The artists’ primary focus is the human body as a mechanism of comprehending emotion, intelligence, and social roles. In addition to the marionette, titled cat’s cradle, their recent videos, photographs, and drawings of the body explore an individual’s physical and psychological vulnerability and cultural identity. Often collaborating with mathematicians, physicists, cartographers, computer scientists and others, LoCurto and Outcault use advanced technologies to create their work. Computer graphics, three- and four-dimensional scanning, and motion capture are used to uncover new ways of imaging and understanding the body, both at rest and in motion.
“We use the computer as a drawing tool, developing techniques and, at times, software where the drawing can take place in virtual space,” LoCurto once explained. “They are extracted moments from the animations, built from many layers, and revisited from multiple perspectives at the same instant in time.
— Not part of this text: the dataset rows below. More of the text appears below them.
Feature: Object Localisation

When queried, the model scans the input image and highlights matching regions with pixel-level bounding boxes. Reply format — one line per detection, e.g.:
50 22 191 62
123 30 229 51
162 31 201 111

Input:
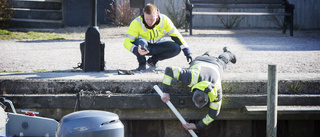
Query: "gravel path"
0 26 320 74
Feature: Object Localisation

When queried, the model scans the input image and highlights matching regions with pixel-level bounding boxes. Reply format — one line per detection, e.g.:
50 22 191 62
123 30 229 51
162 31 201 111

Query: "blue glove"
182 47 192 64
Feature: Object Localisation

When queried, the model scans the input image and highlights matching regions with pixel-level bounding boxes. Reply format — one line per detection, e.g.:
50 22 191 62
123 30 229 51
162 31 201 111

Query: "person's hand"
182 123 197 130
182 47 192 64
138 45 149 55
161 93 170 103
186 54 192 64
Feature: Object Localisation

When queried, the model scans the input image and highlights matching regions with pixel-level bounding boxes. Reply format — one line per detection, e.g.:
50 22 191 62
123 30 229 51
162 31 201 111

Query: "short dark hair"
143 3 158 14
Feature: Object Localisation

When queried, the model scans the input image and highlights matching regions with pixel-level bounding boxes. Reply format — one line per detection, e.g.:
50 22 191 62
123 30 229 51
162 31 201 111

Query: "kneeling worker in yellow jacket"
124 3 192 71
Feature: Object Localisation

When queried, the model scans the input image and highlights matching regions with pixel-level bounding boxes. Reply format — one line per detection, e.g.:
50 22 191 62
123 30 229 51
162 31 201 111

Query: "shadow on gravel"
184 30 320 51
17 40 84 43
2 70 112 80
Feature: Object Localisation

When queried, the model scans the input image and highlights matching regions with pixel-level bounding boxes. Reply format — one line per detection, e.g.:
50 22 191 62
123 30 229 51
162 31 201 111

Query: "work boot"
147 57 157 67
136 64 147 71
223 47 237 64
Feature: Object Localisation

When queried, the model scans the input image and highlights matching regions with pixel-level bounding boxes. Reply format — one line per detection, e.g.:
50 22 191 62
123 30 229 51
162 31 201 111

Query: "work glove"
182 47 192 64
132 46 140 56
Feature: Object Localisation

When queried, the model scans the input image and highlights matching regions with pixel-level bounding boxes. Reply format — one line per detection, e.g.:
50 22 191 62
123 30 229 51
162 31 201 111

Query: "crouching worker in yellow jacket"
161 47 236 130
124 3 192 71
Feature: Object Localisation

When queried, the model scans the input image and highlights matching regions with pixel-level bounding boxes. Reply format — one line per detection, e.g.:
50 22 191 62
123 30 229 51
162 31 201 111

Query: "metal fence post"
267 65 278 137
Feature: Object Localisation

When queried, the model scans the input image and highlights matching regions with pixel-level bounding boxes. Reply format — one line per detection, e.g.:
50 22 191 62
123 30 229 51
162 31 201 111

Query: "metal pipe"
153 85 198 137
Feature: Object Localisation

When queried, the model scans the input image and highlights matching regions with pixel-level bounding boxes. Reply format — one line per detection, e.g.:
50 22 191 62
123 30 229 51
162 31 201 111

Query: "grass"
0 29 66 40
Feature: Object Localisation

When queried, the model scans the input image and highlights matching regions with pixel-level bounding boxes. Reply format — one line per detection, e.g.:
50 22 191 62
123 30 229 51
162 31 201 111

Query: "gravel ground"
0 26 320 74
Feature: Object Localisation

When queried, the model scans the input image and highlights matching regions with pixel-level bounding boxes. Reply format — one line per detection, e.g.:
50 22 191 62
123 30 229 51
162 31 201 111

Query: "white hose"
153 85 198 137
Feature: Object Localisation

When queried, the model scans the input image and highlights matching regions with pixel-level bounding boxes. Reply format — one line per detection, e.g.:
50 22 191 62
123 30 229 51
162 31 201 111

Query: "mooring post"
80 0 104 72
267 65 278 137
Although the source of our work has its origin essentially in photography, the nature of our medium allows us to manipulate it not only photographically and cinematically, but also as a drawing.”
The title of the exhibition – Much Madness is divinest Sense – is derived from an eight-line poem by Emily Dickinson. It expresses the feelings of those who have at least once thought of living a life free from the constraints of society. The thought that what is called madness is often actually the truest sanity, but as long as it differs from the perspective of the majority, which defines what is right and wrong, it will be called madness.
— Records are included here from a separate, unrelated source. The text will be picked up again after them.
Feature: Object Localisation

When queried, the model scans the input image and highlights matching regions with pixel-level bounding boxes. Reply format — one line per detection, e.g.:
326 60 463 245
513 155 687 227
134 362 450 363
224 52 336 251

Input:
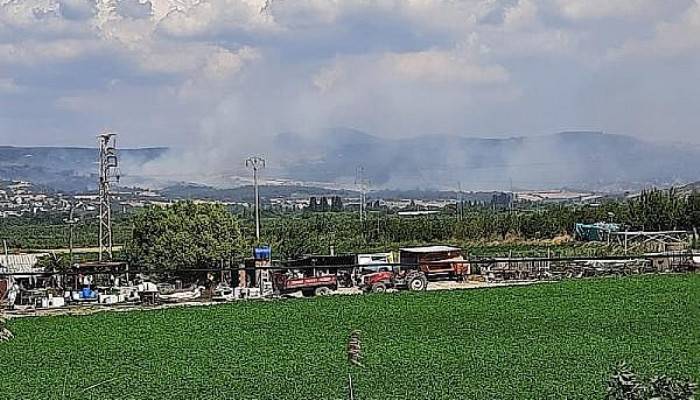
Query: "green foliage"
126 202 243 270
605 363 697 400
0 275 700 400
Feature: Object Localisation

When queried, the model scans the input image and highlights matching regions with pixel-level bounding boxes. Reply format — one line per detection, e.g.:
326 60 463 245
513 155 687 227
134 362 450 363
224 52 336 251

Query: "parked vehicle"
400 246 471 281
273 272 338 297
358 268 428 293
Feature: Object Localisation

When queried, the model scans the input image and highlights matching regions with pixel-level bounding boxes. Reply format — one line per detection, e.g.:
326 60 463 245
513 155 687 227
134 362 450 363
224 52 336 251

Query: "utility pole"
97 132 119 262
355 166 367 222
63 202 78 266
457 181 464 221
245 156 265 243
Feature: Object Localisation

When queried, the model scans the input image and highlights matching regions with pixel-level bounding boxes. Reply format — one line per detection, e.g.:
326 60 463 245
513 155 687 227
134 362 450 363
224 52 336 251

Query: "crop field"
0 275 700 400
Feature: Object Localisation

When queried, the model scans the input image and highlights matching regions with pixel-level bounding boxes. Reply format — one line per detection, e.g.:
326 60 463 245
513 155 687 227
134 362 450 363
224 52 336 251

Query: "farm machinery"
272 272 338 297
357 268 428 293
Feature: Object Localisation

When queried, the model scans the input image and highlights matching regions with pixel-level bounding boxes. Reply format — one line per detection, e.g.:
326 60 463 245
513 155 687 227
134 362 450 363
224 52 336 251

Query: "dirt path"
5 281 547 319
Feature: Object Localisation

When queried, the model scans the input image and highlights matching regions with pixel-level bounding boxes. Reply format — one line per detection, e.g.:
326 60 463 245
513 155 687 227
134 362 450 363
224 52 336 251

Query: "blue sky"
0 0 700 151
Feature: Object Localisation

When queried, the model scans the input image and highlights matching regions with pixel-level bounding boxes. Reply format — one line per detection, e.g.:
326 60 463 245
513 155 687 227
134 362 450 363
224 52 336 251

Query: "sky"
0 0 700 153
Much Madness is divinest Sense -
To a discerning Eye -
Much Sense - the starkest Madness -
’Tis the Majority
In this, as all, prevail -
Assent - and you are sane -
Demur - you’re straightway dangerous -
And handled with a Chain -
The exhibition is accompanied by a fully-illustrated, 68-page catalogue with essays by Michael Mansfield, Executive Director and Chief Curator of the Ogunquit Museum of American Art, and Helaine Posner, Chief Curator, Neuberger Museum of Art, and an artist’s statement.
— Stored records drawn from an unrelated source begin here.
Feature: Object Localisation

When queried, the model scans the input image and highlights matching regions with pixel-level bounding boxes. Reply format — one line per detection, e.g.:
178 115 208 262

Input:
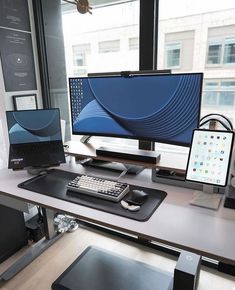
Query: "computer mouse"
126 189 148 205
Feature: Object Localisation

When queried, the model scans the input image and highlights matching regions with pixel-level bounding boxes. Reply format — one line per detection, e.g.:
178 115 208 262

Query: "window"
166 43 180 68
129 37 139 50
203 80 235 108
206 38 235 65
207 44 222 64
224 38 235 64
62 0 140 76
99 40 120 53
72 44 91 76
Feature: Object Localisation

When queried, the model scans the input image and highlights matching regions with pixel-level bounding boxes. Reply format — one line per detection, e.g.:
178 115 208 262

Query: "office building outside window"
166 43 181 68
129 37 139 50
99 40 120 53
224 38 235 64
207 43 222 65
158 0 235 125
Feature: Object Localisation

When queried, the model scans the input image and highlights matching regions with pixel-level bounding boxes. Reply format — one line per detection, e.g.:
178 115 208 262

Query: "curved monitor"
69 73 203 146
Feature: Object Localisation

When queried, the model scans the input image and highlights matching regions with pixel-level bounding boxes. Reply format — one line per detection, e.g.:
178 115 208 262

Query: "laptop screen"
6 109 62 144
6 109 65 169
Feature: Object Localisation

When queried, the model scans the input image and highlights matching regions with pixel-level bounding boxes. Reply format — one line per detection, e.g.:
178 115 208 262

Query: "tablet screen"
186 129 234 186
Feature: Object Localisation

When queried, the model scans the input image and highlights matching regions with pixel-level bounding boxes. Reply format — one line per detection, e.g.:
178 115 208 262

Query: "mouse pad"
18 169 167 221
51 246 173 290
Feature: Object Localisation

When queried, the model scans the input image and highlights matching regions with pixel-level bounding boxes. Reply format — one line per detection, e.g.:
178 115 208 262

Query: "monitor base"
190 191 222 210
80 158 145 175
25 167 50 175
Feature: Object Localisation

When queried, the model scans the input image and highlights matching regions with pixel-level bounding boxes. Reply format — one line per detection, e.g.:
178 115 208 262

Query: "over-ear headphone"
199 114 233 131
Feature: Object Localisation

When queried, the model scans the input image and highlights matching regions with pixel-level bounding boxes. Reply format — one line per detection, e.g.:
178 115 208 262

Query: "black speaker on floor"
0 205 28 263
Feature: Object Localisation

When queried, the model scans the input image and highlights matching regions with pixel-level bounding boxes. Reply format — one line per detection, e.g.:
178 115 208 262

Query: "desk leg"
0 208 62 281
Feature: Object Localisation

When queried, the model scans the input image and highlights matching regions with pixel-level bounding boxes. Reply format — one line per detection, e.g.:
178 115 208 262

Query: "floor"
0 227 235 290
Generous support for Lilla LoCurto & Bill Outcault: Much Madness is divinest Sense was provided by the Friends of the Neuberger Museum of Art and the Purchase College Foundation.
ABOUT THE ARTISTS
Lilla LoCurto and Bill Outcault met in the mid-1970s while working on their MFA degrees at Southern Illinois University. Although they collaborated on a project in 1979 while teaching at Indiana State University, Evansville, and both moved to Los Angeles in 1980, they worked independently until 1991, when they produced Self Portrait, which was included in the MIT List Visual Arts Center 1992 exhibition, Corporal Politics. They have subsequently collaborated on numerous exhibitions, commissions and residencies with such institutions as The Orange County Museum of Art, CA; Kohler Art Center, Madison, WI; The Carpenter Center, Harvard University, and the Fundació Joan Miró, Barcelona. They received a Guggenheim Fellowship in 2013. Exhibitions include selfportrait.map which originated at MIT, and group exhibitions: Digital: Printmaking at the Brooklyn Museum of Art; and Contemporaneou.s. in Cornwall and Sunderland, United Kingdom. They have contributed chapters and articles about their work in The Meaning of Photography (Clark Institute), Mapping in the Age of Digital Media (Yale University), and the journal Cartographic Perspectives. Published essays on their work include “Lilla LoCurto and William Outcault: Self-Portraits for a New Milennium” by Helaine Posner for Art Journal (Spring 2006); “[un]moving pictures” by Patricia Phillips (2006), for a ten-year survey exhibition at the Samuel Dorsky Museum of Art at SUNY New Paltz; and “Visual Fields” by Denis Wood for Cartographic Perspectives (Winter 2007).
The Neuberger Museum of Art opened on the campus of Purchase College, State University of New York, in 1974 with a core collection donated by Roy R. Neuberger, one of the greatest private collectors, philanthropists, and arts advocates of the twentieth century. Today, critically acclaimed exhibitions, tours, lectures, and interactive programs for patrons of all ages make the Neuberger a center of teaching and learning for all stages of life.